Sense of Humor
Sometimes it's my own sense of humor that tickles my fancy and sometimes it's someone else's.
All week, it's been the Powers-That-Be for my city's sense of humor: One morning I left the house to find a clear road and went my merry way. When I returned, those dreaded orange and white hurdles were in the roadway. "Road closed," the sign said. I slowed and stopped, confused. The rule-follower in me wanted to turn around, but my house was beyond those hurdles. While I pondered on the side of the road, another car went around them. Ah! I followed, and made it home.

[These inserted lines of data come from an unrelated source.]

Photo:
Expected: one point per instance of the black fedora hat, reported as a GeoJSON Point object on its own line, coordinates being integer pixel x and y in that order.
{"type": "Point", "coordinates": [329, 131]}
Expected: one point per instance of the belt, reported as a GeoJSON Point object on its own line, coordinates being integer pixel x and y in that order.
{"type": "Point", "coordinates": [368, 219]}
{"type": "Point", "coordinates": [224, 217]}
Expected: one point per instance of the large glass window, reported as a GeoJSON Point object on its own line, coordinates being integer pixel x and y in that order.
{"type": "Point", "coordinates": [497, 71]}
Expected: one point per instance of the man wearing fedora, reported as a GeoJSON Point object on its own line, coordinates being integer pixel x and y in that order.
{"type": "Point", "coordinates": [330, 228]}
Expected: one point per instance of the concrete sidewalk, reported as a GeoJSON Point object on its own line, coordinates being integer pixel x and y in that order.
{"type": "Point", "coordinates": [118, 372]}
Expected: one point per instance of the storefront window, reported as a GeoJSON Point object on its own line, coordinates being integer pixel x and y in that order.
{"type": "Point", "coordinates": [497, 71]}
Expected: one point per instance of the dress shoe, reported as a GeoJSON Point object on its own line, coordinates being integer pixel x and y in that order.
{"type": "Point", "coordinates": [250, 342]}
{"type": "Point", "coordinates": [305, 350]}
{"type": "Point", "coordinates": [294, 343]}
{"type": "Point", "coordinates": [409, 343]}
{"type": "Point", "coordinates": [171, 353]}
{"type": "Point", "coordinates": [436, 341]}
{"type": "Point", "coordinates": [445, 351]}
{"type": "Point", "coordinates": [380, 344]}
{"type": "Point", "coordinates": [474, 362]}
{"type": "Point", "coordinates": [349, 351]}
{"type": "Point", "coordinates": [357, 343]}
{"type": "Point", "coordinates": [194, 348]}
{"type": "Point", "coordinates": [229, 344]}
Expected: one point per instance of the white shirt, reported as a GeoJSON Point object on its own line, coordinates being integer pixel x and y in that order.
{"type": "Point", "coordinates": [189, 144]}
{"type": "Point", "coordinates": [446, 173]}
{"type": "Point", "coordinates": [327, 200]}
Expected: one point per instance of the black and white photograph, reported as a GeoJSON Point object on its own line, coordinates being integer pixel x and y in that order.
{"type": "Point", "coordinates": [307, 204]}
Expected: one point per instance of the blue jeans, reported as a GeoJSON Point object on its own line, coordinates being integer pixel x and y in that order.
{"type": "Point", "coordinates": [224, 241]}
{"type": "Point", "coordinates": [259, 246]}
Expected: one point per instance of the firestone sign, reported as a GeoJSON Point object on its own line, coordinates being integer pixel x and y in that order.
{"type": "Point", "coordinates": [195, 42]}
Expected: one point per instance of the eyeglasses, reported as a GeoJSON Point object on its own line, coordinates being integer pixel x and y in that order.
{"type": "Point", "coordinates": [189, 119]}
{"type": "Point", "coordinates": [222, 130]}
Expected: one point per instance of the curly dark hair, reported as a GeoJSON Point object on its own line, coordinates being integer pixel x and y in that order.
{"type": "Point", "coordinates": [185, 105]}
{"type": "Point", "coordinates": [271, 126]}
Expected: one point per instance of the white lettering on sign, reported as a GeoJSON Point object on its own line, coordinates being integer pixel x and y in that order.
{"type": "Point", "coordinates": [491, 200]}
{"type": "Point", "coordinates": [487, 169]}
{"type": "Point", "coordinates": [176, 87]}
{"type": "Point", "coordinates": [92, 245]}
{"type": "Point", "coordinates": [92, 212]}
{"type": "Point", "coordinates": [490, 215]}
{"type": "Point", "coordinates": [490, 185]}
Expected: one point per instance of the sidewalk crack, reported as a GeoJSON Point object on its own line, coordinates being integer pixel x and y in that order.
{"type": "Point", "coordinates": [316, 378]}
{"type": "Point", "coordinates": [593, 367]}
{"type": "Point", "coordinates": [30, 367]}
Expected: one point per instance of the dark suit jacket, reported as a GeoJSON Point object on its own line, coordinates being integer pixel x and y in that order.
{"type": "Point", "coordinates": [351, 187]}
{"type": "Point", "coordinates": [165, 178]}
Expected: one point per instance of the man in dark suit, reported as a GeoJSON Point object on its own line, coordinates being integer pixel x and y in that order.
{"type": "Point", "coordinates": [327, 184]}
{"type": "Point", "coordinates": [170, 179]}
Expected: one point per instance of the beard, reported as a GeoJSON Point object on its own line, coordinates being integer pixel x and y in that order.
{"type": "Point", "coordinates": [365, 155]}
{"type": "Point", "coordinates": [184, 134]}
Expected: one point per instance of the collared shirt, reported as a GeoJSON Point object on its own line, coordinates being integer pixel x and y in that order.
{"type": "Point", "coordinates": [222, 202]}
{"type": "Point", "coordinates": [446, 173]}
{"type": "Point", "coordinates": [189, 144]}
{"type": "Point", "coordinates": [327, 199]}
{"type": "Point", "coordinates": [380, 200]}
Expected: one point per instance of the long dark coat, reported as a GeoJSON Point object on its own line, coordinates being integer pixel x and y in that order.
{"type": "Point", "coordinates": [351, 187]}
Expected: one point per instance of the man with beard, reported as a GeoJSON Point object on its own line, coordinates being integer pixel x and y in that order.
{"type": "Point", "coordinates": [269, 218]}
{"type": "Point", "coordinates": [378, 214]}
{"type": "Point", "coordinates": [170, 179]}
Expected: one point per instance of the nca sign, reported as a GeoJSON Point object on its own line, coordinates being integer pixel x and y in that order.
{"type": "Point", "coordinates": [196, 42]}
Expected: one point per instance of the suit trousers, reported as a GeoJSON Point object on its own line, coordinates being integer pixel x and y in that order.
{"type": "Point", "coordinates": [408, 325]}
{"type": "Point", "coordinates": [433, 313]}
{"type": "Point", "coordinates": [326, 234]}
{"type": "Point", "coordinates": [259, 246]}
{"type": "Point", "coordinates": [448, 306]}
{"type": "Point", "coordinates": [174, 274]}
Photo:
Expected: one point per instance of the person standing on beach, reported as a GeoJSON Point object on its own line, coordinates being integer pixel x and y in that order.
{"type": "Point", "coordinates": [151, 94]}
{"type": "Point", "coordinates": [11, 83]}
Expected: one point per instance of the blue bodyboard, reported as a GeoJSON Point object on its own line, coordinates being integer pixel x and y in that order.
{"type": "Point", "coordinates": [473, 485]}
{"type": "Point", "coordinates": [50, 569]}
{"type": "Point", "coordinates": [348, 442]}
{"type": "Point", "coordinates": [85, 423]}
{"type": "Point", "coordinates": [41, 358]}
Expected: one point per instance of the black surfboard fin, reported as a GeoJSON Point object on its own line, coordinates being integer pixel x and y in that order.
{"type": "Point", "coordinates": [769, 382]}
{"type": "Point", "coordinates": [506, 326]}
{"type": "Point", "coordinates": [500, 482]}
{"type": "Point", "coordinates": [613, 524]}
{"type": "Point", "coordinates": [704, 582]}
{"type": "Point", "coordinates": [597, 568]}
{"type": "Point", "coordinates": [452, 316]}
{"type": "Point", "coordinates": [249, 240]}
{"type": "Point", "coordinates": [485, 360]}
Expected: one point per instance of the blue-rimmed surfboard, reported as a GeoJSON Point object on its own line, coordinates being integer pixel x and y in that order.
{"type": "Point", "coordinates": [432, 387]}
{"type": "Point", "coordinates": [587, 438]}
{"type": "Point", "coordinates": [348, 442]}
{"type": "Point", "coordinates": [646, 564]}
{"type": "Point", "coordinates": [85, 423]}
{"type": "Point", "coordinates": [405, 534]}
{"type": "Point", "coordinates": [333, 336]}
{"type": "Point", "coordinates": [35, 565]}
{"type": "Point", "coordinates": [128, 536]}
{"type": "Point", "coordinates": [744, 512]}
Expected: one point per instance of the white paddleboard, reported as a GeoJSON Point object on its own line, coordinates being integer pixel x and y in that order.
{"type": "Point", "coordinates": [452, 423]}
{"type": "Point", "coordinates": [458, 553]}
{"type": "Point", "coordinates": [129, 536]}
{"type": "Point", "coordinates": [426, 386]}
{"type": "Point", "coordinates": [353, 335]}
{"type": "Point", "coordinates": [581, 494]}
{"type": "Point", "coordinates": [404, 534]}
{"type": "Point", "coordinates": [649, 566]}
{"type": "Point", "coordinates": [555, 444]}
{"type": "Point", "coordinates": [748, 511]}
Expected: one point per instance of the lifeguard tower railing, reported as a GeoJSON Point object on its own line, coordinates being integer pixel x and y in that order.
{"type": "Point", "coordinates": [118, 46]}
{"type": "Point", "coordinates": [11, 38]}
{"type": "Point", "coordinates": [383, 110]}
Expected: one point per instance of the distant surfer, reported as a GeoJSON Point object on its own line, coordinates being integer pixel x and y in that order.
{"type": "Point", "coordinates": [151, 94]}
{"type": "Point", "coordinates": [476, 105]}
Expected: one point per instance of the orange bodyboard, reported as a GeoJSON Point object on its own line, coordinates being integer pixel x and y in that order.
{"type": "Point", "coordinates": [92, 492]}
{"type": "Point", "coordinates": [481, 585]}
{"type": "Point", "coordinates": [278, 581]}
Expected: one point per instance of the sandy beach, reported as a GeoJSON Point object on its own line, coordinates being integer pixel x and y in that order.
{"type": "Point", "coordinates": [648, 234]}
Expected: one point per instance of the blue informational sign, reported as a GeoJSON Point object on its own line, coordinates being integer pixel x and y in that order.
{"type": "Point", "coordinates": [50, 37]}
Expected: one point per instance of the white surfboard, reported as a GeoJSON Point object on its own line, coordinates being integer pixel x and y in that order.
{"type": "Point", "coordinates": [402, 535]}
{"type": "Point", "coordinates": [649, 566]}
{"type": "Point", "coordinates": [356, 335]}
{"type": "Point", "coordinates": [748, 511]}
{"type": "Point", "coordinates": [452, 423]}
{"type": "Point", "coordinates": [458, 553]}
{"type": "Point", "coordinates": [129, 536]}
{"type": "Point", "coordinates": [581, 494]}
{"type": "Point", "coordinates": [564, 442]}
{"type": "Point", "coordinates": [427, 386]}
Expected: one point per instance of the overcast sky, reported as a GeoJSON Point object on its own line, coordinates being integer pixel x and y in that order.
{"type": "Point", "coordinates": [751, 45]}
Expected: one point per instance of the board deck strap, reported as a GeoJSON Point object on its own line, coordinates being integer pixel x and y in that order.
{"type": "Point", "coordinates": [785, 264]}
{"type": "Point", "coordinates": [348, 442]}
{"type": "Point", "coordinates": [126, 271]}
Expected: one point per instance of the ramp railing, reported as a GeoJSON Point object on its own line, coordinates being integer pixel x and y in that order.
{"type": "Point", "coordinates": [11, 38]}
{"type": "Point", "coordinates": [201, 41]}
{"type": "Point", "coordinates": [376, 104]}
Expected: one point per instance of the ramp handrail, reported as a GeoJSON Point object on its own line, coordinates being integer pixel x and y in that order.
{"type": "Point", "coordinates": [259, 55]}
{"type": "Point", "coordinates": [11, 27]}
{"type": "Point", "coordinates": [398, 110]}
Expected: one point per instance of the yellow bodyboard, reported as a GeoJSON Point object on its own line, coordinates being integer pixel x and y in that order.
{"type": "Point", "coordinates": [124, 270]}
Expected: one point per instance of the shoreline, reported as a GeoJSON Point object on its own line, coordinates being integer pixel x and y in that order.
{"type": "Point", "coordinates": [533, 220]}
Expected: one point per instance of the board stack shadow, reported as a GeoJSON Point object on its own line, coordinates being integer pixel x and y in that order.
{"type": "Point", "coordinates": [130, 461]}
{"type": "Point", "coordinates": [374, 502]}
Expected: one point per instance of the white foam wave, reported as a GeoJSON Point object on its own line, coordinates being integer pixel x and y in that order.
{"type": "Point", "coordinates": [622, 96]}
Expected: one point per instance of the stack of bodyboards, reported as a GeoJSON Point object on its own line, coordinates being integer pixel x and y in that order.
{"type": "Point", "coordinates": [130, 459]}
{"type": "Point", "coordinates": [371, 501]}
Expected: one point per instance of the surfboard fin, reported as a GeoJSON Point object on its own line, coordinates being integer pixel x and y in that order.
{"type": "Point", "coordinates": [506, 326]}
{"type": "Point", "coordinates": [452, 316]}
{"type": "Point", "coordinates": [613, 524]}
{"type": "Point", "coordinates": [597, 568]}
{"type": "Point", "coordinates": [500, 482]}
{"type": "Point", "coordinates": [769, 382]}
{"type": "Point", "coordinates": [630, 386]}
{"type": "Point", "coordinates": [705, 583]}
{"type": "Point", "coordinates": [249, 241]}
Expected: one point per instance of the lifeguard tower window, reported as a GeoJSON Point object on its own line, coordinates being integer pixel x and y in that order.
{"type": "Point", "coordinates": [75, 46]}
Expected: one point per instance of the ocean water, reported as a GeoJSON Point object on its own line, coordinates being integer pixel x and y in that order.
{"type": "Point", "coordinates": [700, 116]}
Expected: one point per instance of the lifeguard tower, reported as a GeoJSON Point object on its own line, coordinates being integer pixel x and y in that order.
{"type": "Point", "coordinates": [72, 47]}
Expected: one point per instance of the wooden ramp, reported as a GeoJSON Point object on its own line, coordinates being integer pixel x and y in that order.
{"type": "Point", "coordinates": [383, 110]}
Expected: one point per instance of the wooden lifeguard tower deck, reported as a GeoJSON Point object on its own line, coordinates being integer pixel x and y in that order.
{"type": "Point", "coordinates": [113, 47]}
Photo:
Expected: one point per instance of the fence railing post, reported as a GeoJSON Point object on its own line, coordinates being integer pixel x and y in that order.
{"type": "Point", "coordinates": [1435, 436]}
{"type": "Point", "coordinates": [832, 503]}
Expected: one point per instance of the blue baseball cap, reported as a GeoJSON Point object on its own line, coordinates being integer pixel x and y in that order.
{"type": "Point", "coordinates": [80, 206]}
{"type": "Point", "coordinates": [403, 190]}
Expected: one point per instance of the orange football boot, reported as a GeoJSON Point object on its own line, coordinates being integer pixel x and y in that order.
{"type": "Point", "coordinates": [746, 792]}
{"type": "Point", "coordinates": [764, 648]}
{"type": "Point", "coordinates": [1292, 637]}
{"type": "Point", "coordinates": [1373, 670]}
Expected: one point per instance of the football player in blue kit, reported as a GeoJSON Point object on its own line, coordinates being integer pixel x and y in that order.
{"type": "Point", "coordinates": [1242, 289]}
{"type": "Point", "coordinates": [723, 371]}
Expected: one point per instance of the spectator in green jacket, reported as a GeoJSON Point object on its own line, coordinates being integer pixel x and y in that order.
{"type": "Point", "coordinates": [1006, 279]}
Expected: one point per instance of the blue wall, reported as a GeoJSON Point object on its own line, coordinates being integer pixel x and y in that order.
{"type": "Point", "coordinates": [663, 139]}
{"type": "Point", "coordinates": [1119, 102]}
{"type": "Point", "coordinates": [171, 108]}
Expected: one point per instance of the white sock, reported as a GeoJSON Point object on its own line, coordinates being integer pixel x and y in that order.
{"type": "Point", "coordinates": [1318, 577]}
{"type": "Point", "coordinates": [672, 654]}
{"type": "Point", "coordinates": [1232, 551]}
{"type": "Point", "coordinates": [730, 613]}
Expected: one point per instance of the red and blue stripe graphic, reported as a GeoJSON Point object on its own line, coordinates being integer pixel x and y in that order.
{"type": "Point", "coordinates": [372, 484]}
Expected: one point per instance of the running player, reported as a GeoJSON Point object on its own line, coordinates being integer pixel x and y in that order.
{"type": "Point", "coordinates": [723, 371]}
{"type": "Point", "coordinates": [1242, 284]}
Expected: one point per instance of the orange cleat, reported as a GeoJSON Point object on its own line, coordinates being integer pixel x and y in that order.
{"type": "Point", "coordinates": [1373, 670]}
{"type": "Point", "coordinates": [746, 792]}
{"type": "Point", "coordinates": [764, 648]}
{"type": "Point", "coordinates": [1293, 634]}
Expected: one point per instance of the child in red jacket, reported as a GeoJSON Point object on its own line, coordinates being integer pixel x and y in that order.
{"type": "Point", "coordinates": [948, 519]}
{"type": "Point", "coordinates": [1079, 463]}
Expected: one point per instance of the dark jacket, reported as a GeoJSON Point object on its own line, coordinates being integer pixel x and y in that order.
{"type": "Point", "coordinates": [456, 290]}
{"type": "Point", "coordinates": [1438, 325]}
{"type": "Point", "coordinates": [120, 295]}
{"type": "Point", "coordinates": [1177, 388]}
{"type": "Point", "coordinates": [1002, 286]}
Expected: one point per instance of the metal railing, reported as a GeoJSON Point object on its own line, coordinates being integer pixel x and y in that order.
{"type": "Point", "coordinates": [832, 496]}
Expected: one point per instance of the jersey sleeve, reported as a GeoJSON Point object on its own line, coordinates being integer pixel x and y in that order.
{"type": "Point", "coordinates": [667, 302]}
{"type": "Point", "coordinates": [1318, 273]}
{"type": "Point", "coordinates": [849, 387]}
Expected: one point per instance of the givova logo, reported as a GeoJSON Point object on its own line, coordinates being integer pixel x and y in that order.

The closure was at the intersection, fifty feet from my house.
Now the road is closed every day, but only in the daytime. Each occasion to venture out of the house is now rather like being a rat in a maze, where they keep moving the cheese. Is it this way? Nope, dead end. How about this way? Nope, another dead end.
Thursday night, it was God's sense of humor: The days have been running in the low 80s here and Thursday decided to cloud over. Gray skies and grumbling clouds covered our area, and I watched eagerly for signs of rain. The construction on the house has been done for awhile, and most of the last few pieces were finally complete, including the cushion in the window seat. I wanted a thunderstorm, so I could sit up there and watch. (Summer days are not good ones for sitting in that spot.)
By late afternoon, the sky was incredibly dark and it looked like I could touch the clouds if I just stood on tiptoe. Surely it would rain!
I did household chores and some computer gaming while I waited. And waited. And waited. (Here's where God's sense of humor comes in.)
At last, the first raindrops splattered on the dusty pavement outside. I ran to the Fox Room to sit in my new window seat... And realized the sun had set. It was dark outside!
I sat in my window anyway, and did see some lightning, but though I heard the drops hit the window, I never did see it rain.
And Friday night, it was my sense of humor: I needed to call Harry because the guy with him needed to call his wife for a personal crisis. So I got out the hotel list and looked up the number. (They're in Germany.) Holiday Inn. Cool. I dialed the very-long number and heard the odd buzz of the European phone ringing.
"Gluten Morgan," she said, along with a lot of other stuff I couldn't come close to pronouncing. (I'm sure these two aren't right, either, but that's what my American ears heard.)
"Hi," I wisely offered. "I need to speak with my husband. Do you speak English?"
"Yes?" she said, clearly, with an accent, and with the question mark. Still, I was overjoyed to understand the word.
"Oh, good. My husband's name is Harry Hakala H A K A L A. Can I speak with him?"
There followed a very long silence which probably cost me more than a gallon of gas. Then, hesitantly, "Is he not in your room?"